Workday Inc. (NASDAQ: WDAY) has become a serious battleground stock. After posting earnings that should look solid, there is a real mix among analysts and investors over where Workday really should be valued.
While the earnings report would have looked solid for almost any other company, the cloud-based solutions provider for finance and human resources operations is still valued at more than 100 times next year’s expected earnings. The company now counts more than 2,100 enterprise customers, 175 of which are members of the Fortune 500.
When Workday reported its most recent quarterly results after the market closed on Tuesday, the company said that it had $0.28 in earnings per share (EPS) on $582.5 million in revenue. The consensus estimates had called for $0.21 in EPS on $574 million in revenue.
In terms of guidance, Workday expects to see subscription revenues in the range of $514 million to $516 million, while professional services revenue expectation is $93 million. Consensus estimates call for $0.29 in EPS on $600.17 million in revenue.
Many analysts are raising their underlying earnings estimates and their price targets. The problem is that analysts greatly disagree over whether Workday is already fully valued or if it can have even greater upside ahead.
Needham’s analyst team is among the most bullish of them all. It has a Buy rating and it raised its target price to $150 from $130. Canaccord Genuity also has a Buy rating, and it raised its target price to $145 from $125.
JMP Securities has a Market Outperform rating but raised its target from $117 to $141, while KeyBanc Capital Markets has an Overweight rating, and the firm raised its target to $140 from $131. Oppenheimer has an Outperform rating and raised its target to $136 from $122. And Robert W. Baird has a Buy rating and raised its target from $114 to $140.

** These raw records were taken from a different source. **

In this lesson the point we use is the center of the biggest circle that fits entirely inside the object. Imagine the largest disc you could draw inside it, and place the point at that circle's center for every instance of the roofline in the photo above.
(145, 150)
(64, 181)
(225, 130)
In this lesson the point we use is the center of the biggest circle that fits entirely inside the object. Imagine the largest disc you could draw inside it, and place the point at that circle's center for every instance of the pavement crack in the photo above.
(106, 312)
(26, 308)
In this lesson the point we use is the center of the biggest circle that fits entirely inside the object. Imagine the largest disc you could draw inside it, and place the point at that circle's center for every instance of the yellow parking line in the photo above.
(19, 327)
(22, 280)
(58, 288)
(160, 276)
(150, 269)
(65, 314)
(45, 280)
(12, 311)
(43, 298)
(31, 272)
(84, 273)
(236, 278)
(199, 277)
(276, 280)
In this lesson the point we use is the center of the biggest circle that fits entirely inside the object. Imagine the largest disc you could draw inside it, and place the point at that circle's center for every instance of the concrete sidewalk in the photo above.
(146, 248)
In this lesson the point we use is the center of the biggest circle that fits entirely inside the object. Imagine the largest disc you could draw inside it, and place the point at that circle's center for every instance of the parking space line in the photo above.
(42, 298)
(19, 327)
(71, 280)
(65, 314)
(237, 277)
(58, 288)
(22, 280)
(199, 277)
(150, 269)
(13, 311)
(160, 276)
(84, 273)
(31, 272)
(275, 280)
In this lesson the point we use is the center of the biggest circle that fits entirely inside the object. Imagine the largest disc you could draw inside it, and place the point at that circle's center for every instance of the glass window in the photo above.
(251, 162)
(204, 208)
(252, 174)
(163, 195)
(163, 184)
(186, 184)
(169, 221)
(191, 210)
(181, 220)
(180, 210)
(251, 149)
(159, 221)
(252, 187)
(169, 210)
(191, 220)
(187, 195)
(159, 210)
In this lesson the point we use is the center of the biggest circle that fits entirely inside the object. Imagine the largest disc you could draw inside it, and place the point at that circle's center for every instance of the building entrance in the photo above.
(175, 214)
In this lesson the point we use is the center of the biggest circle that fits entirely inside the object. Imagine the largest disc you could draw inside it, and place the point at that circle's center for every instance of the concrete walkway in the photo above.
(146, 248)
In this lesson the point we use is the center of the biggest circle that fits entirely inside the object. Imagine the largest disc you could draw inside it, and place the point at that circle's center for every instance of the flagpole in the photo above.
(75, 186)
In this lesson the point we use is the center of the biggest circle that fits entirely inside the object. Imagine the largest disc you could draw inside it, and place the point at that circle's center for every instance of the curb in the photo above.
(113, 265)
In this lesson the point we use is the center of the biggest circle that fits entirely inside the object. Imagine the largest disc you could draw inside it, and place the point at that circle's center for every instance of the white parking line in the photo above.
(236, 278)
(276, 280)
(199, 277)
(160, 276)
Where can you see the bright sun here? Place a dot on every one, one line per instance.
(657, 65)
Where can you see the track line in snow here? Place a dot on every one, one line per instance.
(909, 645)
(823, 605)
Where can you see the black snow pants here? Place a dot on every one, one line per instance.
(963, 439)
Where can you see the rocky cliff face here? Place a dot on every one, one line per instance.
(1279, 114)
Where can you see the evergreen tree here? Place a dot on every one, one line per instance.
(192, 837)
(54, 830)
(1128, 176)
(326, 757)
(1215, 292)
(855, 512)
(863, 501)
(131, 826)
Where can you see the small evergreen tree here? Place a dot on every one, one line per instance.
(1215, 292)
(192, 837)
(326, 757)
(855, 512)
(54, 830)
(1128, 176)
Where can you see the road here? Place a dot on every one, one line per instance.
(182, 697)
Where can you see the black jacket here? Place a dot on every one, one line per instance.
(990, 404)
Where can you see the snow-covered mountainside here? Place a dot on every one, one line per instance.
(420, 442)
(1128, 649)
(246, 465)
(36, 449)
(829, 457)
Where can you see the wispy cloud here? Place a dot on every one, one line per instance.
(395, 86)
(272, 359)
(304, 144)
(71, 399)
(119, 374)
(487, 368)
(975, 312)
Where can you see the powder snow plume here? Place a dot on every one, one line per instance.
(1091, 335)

Other analysts were more cautious in their formal ratings. Yet, they have all raised their price targets and expectations on Workday:
- Barclays has an Equal Weight rating, but the firm raised its target price to $121 from $115.
- BMO Capital Markets maintained it at Market Perform but raised the target to $135 from $117.
- Credit Suisse maintained its Neutral rating but raised its target to $110 from $100.
- Jefferies maintained its Hold rating and raised its target from $101 to $119.
- Stifel has a Hold rating but raised its target price to $115 from $98.
- Wedbush Securities has a Neutral rating but raised its target to $119 from $106.
And to throw another wrench in this valuation debate, the short sellers are becoming ever more emboldened in Workday. Its short interest had shrunk some in 2017, but after bottoming at 12.7 million shares in November, the number of shares short has risen for six straight bimonthly reports to over 15.7 million shares. It now has a days-to-cover ratio of more than nine. The rise in its short interest by settlement date has been shown below:
Workday shares were last seen down 0.5% at $127.55, in a 52-week trading range of $80.61 to $131.18.